12 June 2015

Identities: Are We Actually Unique?

A finger print will tell you that we are all unique. But on 12th March 2012, the population of the world broke seven billion and it’s continuing to rise. This is unreservedly down to technology and our increasing scientific knowledge that helps us have greater life expectancies, cures disease and kills bacteria. People are living longer, we prevent disease, we cure disease and we have ultimately made our world much safer. Therefore, as the population of the earth rises, we as individuals are having less of an impact on the world and our identities are becoming insignificant.

What does it mean to have an identity?
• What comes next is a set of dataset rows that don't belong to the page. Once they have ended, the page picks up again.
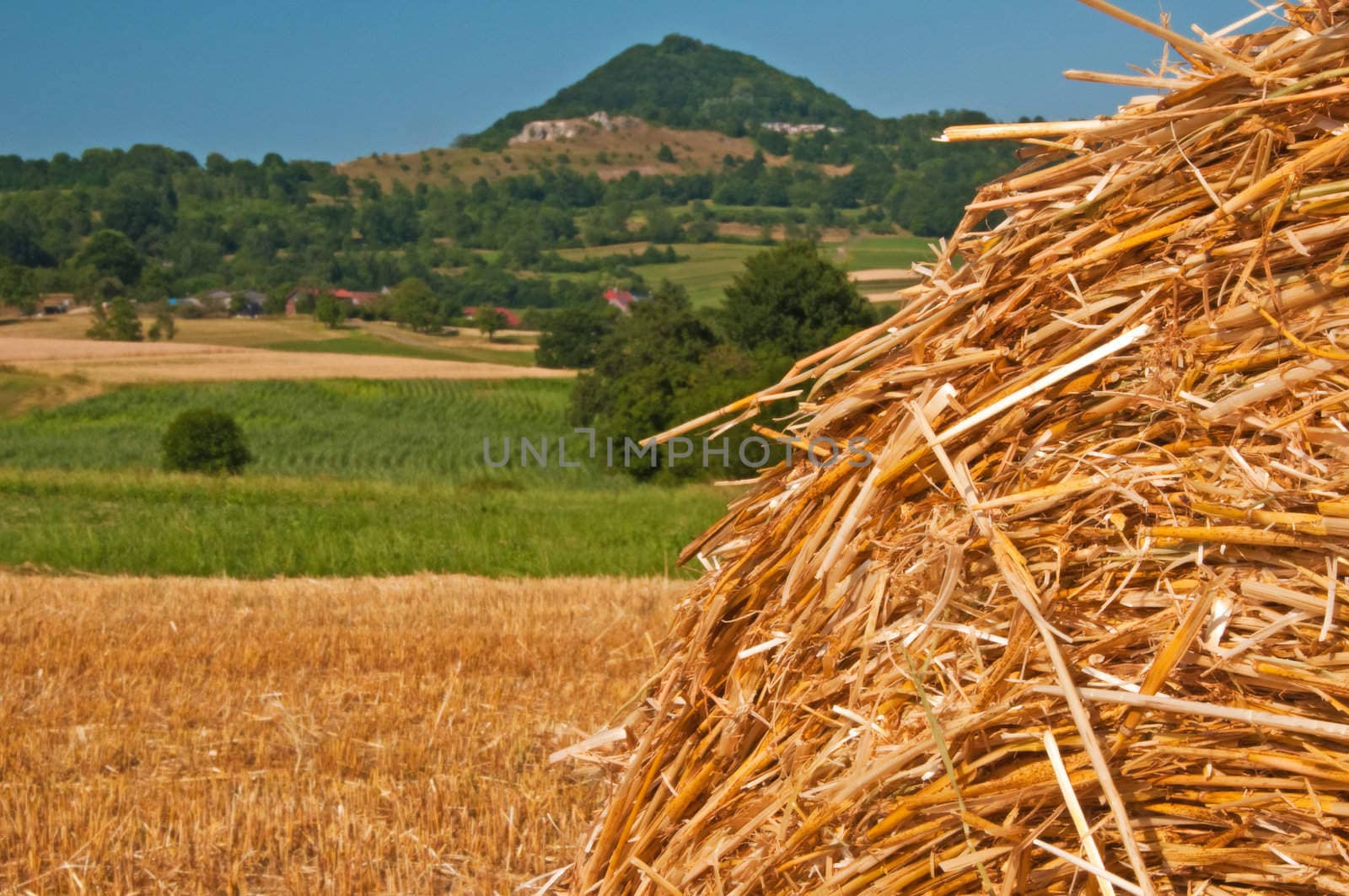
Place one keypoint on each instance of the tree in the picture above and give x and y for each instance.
(164, 327)
(206, 440)
(19, 287)
(415, 305)
(791, 301)
(111, 254)
(570, 336)
(651, 358)
(330, 312)
(489, 320)
(115, 321)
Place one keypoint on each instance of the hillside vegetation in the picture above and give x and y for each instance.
(474, 223)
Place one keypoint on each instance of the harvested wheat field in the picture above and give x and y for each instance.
(305, 736)
(1076, 626)
(189, 362)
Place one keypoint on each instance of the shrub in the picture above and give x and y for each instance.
(206, 440)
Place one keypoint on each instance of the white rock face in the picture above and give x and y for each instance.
(568, 128)
(791, 130)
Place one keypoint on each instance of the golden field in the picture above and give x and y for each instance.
(108, 363)
(347, 736)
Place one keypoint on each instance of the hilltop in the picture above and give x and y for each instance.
(685, 84)
(610, 154)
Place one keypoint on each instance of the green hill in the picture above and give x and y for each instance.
(687, 84)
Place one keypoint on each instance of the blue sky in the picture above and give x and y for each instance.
(341, 78)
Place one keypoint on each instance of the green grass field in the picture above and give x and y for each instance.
(706, 274)
(352, 478)
(865, 253)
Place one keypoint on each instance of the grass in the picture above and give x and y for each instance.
(416, 429)
(707, 273)
(307, 736)
(865, 253)
(712, 266)
(260, 527)
(352, 478)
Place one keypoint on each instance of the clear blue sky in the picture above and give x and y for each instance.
(337, 80)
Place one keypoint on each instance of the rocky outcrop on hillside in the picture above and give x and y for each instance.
(570, 128)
According to the Oxford English Dictionary an identity is “the fact of being who or what a person or thing is.” That means many people can have the same identity. If your identity is somebody that enjoys music and likes to go to concerts, you will naturally share that identity with millions of others as music is a universally generic interest. Because there are so many of us now, more people have the same interests and they shrink the pool of individuality on a global scale.
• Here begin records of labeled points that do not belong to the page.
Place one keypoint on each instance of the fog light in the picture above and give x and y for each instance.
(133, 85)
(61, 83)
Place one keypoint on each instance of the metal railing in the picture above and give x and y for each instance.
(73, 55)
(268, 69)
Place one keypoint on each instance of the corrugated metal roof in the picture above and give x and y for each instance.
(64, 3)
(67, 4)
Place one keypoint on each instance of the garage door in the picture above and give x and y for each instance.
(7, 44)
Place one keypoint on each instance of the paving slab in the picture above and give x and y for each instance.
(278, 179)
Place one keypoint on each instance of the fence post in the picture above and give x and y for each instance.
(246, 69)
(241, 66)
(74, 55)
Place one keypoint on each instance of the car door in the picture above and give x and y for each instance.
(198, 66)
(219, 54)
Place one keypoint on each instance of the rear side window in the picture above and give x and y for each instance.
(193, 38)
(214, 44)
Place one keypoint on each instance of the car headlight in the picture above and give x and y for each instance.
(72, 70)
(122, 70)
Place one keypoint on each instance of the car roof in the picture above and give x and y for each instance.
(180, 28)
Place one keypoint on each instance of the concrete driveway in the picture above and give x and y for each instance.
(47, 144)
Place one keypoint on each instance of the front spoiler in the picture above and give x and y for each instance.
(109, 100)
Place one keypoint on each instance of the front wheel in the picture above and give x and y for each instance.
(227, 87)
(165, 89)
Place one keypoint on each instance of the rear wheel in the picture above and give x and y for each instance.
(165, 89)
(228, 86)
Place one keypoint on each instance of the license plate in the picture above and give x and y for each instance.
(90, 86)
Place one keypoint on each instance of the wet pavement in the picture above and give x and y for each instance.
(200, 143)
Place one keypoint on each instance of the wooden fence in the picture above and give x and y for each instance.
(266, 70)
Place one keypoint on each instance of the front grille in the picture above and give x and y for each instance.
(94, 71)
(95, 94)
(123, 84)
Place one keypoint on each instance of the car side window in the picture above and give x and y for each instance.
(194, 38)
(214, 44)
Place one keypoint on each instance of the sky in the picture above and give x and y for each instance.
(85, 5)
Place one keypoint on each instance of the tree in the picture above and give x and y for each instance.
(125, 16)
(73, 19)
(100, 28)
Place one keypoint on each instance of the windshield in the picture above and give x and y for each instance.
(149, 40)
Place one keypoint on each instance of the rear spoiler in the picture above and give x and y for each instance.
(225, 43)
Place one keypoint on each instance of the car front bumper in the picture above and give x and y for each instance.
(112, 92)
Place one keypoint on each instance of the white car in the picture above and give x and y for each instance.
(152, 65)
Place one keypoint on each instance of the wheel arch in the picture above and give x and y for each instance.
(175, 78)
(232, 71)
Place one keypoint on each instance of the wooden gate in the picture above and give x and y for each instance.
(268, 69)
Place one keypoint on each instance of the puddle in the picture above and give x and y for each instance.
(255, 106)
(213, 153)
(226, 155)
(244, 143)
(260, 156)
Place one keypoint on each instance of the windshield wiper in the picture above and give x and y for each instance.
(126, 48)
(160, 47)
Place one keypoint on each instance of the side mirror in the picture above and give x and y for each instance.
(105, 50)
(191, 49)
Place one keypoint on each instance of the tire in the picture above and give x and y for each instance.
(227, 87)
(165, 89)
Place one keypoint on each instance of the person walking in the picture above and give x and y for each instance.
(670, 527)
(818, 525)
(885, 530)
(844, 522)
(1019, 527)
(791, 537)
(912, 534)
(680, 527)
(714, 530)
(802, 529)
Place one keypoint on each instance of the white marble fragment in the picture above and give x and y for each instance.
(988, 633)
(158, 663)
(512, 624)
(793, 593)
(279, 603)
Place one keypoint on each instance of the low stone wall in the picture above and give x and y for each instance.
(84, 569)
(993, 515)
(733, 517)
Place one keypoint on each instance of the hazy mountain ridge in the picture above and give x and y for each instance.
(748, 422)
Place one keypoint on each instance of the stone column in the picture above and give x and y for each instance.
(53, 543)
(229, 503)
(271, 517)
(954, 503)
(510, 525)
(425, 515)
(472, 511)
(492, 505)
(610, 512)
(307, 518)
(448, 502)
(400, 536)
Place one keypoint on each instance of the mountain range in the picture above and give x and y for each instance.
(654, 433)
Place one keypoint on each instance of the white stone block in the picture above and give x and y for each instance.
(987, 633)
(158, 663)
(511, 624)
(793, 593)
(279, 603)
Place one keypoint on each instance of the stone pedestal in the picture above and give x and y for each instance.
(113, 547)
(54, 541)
We like to think that our birthdays are our special days. They mean something to us personally and they also define who we are. However, everyday there are over nineteen million birthdays. You share your birthday with nineteen million other people and yet it’s still your special day. Granted that it is your day in amongst your friends and family as they probably don’t know anyone else with the same birthday. We now live in an instantly connective world where anyone can be contacted within seconds meaning, we know when it’s someone’s birthday due to Facebook notifications, Tweets or Instagram posts. Try and deny that it always seems to be someone’s birthday on Facebook.

The way that one dresses does impact on one’s identity. However, if you walk into any high street store and buy a printed tee, you won’t be the only one that owns that t-shirt. Thousands of others will also own that very same t-shirt and might wear it to the same place as you. The same goes for anything, shoes, jeans, hoodies, coats. Why do people ‘accessorise’? To dress differently and create their own look that gives them an identity. The same can be said for people that make their own clothes. Nobody else will have the same dress that they make so it makes them unique. 
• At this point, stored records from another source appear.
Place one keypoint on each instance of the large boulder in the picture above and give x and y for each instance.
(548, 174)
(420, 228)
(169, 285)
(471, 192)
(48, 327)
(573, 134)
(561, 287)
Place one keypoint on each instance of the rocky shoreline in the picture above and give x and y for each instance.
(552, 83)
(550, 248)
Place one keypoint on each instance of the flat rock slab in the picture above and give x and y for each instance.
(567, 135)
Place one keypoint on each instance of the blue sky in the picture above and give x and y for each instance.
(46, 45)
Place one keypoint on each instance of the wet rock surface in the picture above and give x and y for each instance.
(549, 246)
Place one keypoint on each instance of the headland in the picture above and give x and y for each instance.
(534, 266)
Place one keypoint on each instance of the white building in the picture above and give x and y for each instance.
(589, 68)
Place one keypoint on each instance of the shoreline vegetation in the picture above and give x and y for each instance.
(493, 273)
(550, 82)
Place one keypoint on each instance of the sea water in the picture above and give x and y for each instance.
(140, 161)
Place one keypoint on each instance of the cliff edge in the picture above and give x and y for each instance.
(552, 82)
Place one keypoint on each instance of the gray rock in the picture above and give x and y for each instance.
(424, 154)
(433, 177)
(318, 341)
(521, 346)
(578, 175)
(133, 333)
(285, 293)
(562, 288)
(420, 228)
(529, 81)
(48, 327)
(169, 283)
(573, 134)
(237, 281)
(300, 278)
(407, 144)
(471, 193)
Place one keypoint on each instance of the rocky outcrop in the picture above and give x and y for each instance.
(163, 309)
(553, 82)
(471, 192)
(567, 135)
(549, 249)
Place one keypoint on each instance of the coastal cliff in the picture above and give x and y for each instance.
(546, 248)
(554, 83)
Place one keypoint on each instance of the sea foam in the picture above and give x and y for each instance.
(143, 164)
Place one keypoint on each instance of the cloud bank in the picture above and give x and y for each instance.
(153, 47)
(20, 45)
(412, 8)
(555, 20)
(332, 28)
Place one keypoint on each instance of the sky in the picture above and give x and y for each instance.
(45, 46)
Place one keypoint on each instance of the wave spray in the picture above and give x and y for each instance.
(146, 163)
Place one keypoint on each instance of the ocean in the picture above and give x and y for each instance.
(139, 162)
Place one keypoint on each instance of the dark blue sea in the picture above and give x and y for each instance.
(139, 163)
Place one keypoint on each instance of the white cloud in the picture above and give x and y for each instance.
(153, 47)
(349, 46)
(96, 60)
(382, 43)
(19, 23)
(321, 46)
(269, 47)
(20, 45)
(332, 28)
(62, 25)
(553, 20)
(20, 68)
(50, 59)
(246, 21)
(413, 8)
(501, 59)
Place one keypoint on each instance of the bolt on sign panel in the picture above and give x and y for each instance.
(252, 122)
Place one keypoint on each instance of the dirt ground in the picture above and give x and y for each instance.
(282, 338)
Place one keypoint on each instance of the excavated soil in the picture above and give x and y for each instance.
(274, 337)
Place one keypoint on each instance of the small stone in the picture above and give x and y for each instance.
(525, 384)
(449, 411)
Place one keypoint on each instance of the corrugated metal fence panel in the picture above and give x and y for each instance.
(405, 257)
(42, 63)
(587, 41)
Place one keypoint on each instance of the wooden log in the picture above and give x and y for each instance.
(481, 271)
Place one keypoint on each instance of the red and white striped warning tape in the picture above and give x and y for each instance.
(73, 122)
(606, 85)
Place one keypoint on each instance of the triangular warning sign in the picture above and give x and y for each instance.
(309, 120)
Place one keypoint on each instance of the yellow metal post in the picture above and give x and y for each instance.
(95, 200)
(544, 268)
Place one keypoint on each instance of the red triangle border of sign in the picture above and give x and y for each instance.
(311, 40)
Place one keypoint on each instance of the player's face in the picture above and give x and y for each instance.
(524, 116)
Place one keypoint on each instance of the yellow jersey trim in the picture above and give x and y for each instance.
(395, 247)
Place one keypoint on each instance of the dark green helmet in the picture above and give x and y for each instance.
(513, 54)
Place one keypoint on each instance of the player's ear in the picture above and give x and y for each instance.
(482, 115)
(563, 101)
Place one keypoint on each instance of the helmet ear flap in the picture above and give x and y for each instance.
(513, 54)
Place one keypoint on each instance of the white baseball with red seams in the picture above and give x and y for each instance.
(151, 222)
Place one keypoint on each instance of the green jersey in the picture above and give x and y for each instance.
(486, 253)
“Nonconformity, right. I can't remember the last time I saw a twenty-something kid with a tattoo of an Asian letter on his wrist. You are one wicked free thinker. You want to be a rebel? Stop being cool. Wear a pocket protector like he does and get a haircut. Like the Asian kids who don't leave the library for 20 hours stretches, they're the ones who don't care what you think.”  - Dr. Gregory House 

We naturally all like to think we’re different or unique but the truth is, we’re not. Having a personal identity exists but only to one’s self, one’s family and one’s friends. The exception being celebrities. The majority of celebrities, and I generally include politicians, dignitaries and sports stars in this, have personal identities that the world knows and knows them for. Trouble then arises as most of us will and do, whether consciously or subconsciously, copy celebrities. Be it their clothes, their personalities, their interests or even their talents. 

Other than being a celebrity, can you have your own unique personal identity? The problem is, having hobbies and interests that are different still isn't a unique thing as there will still be others around the world that do what you do. There are others that dress the way you dress or look the way you look. The only way to have your own identity is through fame and this is probably why we have become obsessed by chasing fame and wanting to be famous. We want our own identities as much as we want our own freedom.